But Valencia, her fingers laced in characteristic fashion back of her neck, leaned back and mocked his defeat with indolent amused eyes.
“My engagement,” he suggested as a reminder.
“Poor boy! Are you hard hit?”
“Your flights of fancy leave me behind. I can't follow,” he evaded with an angry flush.
“No, but you wish you could follow,” she laughed, glancing at the door through which her cousin had departed. Then, with a demure impudent little cast of her head, she let him have it straight from the shoulder. “How long have you been in love with Alice? And how will you like to see Ned Merrill win?”
“Am I in love with Miss Frome?”
“Aren't you?”
“If you say so. It happens to be news to me.”
“As if I believed that, as if you believed it yourself,” she scoffed.
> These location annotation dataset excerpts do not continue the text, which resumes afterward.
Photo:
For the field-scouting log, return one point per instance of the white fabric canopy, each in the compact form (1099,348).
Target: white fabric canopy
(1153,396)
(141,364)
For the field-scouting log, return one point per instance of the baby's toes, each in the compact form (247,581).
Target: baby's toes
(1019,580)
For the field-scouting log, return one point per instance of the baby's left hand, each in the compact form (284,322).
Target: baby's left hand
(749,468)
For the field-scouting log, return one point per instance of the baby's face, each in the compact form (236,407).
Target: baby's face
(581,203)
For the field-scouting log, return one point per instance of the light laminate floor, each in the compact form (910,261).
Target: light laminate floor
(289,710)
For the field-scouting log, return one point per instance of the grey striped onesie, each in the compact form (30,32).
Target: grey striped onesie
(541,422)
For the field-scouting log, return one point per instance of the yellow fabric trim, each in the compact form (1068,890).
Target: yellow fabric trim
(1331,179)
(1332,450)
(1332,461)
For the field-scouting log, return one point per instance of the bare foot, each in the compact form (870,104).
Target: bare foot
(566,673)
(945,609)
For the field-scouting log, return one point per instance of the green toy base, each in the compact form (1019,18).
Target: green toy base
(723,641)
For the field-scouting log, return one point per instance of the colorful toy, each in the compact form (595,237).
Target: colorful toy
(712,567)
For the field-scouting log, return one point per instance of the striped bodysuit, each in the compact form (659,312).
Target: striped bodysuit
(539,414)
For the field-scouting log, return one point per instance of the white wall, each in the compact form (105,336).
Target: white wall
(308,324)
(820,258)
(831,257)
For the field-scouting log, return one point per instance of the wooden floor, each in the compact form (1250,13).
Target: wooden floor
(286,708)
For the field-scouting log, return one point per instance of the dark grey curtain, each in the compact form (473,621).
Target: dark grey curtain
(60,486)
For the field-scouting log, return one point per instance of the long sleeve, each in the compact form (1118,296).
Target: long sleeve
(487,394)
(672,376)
Her pretty pouting lips, the long supple unbroken lines of the soft sinuous body, were an invitation to forget all charms but hers. He understood that she was throwing out her wiles, consciously or unconsciously, to strike out from him a denial that would convince her. His mounting vanity drove away his anger. He forgot everything but her sheathed loveliness, the enticement of this lovely creature whose smoldering eyes invited. Crossing the room, he stood behind her divan and looked down at her with his hands on the back of it.